Re: [Lustre-discuss] Large Corosync/Pacemaker clusters

2012-11-06 Thread Marco Passerini
Hi,

I'm also setting up a high-available Lustre system, I configured pairs 
for the OSSes and MDSes, redundant Corosync rings (two separate rings: 
IB and Eth), and Stonith is enabled.

The current configuration seems to work fine, however yesterday we 
experienced some problem because 4 OSSes got rebooted by Stonith. I 
suspect that Corosync missed a heartbeat due to a kernel/corosync hung, 
rather than a network problem. I will try the renice solution you 
proposed.

I have been thinking that I could increase the token timeout value in 
/etc/corosync/corosync.conf , to prevent short hiccups. Did you 
specify a value to this parameter or did you leave the default 1000ms value?

Marco



On 2012-10-31 03:43, Hall, Shawn wrote:
 Thanks for the replies.  We've worked on the HA and have it to a
 satisfactory point where we can put it into production.  We broke it
 into a MDS pair and 4 groups of 4 OSS nodes.  From our perspective, it's
 actually easier to manage groups of 4 than groups of 2, since it's half
 as many configurations to keep track of.

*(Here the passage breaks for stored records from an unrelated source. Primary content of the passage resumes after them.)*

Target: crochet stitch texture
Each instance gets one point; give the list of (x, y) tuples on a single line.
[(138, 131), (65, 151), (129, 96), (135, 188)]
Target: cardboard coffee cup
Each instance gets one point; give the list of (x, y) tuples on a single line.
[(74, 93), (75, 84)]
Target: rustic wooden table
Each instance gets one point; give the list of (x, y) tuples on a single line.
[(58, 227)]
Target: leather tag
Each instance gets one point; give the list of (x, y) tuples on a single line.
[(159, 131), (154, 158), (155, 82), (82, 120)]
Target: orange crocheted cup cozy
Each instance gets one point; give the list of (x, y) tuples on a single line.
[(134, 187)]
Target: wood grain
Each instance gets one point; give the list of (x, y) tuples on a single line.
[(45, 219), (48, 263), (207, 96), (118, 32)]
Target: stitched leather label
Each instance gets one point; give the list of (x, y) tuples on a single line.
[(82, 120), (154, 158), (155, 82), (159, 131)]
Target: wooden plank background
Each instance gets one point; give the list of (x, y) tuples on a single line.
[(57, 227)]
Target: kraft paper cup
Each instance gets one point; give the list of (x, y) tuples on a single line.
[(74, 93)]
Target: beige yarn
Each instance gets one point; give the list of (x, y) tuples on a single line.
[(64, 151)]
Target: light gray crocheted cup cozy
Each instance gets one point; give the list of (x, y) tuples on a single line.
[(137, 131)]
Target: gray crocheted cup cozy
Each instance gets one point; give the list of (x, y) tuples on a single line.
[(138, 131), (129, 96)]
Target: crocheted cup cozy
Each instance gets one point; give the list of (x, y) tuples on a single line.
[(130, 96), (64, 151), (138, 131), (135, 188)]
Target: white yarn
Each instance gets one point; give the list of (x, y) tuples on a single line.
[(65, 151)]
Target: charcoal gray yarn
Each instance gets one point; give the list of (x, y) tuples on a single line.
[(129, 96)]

 After splitting the cluster into 5 pieces it has become much more
 responsive and stable.  It's more difficult to manage than one large
 cluster, but the stability is obviously worth it.  We've been performing
 heavy load testing and have not been able to break the cluster.  We
 did a few more things to get to this point:

 - Lowered the nice value of the corosync process to make it more
 responsive under load and prevent a node from getting kicked out due to
 unresponsiveness.
 - Increased vm.min_free_kbytes to give TCP/IP w/ jumbo frames room to
 move around.  Without this certain nodes would have low memory issues
 related to networking and would get stonithed due to unresponsiveness.

 Thanks,
 Shawn

 -Original Message-
 From: Charles Taylor [mailto:tay...@hpc.ufl.edu]
 Sent: Wednesday, October 24, 2012 3:33 PM
 To: Hall, Shawn
 Cc: lustre-discuss@lists.lustre.org
 Subject: Re: [Lustre-discuss] Large Corosync/Pacemaker clusters


 FWIW, we are running HA Lustre using corosync/pacemaker.We broke our
 OSSs and MDSs out into individual HA *pairs*.   Thought about other
 configurations but it was our first step into corosync/pacemaker so we
 decided to keep it as simple as possible.   Seems to work well.I'm
 not sure I would attempt what you are doing though it may be perfectly
 fine.   When HA is a requirement, it probably makes sense to avoid
 pushing the limits of what works.

 Doesn't really help you much other than to provide a data point with
 regard to what other sites are doing.

 Good luck and report back.

 Charlie Taylor
 UF HPC Center

 On Oct 19, 2012, at 12:52 PM, Hall, Shawn wrote:

 Hi,

 We're setting up fairly large Lustre 2.1.2 filesystems, each with 18
 nodes and 159 resources all in one Corosync/Pacemaker cluster as
 suggested by our vendor.  We're getting mixed messages on how large of a
 Corosync/Pacemaker cluster will work well between our vendor an others.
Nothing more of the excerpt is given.